Fossil Free Netherlands, an activist group, is putting pressure on other Dutch pension funds to follow PFZW's lead in divesting due to climate risk concerns. The group wants to persuade pension funds like the largest, ABP, to end their investments in US asset managers like BlackRock. Fossil Free Netherlands has already claimed a victory with PFZW's move, and they are encouraging fund members to call on other pension funds to withdraw from US asset firms like BlackRock.

PFZW will now rely on a number of other asset managers to oversee an equity portfolio worth some €50bn. These include Robeco, Man Numeric, Acadian, Lazard, Schroders, M&G, UBS, and PGGM.

The withdrawal of funds has not been met with universal approval. AQR Capital Management did not respond to a request for comment regarding PFZW's withdrawal. BlackRock, however, expressed pride in consistently delivering on the investment objectives set out in their mandate, and noted PFZW's redemption in the first half of 2025.

The move by PFZW is part of a broader trend towards sustainable investing. The People's Pension, one of the UK's largest pension funds, pulled more than $25bn of investments from State Street over sustainability and ESG concerns in March. Pressure is mounting on pension funds to take more account of climate risks, with campaigners calling for sustainable investment decisions and tighter regulation to force transparency.

Cynthia Hanawalt, director of the financial regulation practice at the Sabin Center for Climate Change Law, stated that global asset managers are in a difficult position due to jurisdictional differences in climate risk management regulations. This complexity adds to the challenge of making sustainable investment decisions.

Sander van Stijn, head of mandate management for PFZW's service provider PGGM, stated that PFZW aims to build an investment portfolio that delivers market-level returns, operates within acceptable risk, and achieves a relatively high level of sustainability. PFZW's aim is to contribute to robust pensions while supporting major societal transitions, such as the energy transition, the food transition, and other large-scale transformations.

Legal & General, despite losing €15bn from PFZW, remains committed to responsible investment. They incorporate it into their investment decisions and stewardship activities, making them a global leader in this area.
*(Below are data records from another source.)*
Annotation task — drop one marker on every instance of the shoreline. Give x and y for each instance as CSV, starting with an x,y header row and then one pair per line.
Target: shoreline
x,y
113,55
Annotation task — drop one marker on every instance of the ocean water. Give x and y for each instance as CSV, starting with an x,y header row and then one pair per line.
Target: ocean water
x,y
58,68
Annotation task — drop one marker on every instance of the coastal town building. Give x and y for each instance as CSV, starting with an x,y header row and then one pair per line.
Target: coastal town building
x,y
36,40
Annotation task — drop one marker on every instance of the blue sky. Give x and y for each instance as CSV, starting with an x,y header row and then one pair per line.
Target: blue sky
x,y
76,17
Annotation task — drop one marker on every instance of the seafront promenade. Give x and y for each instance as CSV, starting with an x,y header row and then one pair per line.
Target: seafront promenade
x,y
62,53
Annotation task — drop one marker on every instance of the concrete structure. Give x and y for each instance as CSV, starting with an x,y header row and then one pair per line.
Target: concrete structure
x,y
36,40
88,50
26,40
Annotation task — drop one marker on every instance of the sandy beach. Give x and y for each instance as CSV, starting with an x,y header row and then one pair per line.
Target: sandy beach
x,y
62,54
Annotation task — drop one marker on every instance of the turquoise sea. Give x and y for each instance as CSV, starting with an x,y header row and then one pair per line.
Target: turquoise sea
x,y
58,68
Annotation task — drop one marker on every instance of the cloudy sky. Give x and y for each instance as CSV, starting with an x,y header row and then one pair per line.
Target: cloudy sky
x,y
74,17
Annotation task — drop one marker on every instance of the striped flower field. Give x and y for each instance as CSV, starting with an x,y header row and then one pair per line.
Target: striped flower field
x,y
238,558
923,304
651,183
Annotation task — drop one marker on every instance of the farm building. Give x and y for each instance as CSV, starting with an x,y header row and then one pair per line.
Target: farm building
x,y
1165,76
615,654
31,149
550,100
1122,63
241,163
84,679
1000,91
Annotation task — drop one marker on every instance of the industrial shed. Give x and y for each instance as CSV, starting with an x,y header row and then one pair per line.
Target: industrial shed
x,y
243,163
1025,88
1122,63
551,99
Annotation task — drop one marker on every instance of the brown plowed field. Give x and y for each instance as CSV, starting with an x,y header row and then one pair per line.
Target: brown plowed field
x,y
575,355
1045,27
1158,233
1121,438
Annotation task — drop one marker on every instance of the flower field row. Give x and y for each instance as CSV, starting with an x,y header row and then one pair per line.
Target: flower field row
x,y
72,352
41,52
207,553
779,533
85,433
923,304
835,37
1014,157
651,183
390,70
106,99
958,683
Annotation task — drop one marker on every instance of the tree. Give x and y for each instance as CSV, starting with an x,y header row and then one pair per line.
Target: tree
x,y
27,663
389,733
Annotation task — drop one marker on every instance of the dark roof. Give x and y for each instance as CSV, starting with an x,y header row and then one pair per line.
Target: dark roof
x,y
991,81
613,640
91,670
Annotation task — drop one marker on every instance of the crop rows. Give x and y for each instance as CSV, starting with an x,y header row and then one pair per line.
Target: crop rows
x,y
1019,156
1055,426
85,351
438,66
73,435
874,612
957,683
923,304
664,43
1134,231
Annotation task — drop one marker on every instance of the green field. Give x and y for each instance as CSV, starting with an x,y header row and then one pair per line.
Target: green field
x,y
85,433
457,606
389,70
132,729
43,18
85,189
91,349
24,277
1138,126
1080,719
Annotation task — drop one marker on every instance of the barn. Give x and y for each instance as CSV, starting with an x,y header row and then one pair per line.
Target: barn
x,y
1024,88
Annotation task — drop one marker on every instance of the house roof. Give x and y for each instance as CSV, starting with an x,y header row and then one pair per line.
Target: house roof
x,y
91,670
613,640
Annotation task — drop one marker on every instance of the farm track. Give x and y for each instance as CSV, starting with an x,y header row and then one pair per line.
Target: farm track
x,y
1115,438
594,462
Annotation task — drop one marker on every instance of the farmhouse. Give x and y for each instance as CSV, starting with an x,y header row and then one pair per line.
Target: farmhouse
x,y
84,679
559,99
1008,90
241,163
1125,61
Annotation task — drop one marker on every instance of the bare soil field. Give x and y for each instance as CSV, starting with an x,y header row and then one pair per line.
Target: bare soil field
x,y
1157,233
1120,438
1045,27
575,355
L&G is still working with clients like PGGM, and their relationship remains strong across asset classes, including in other sustainable investment strategies.

As the world grapples with the challenges of climate change, it is clear that institutional investors like PFZW have a crucial role to play in shaping a more sustainable future. The decisions they make about where to invest their clients' pension funds can have far-reaching consequences, and the trend towards sustainable investing shows no signs of slowing down.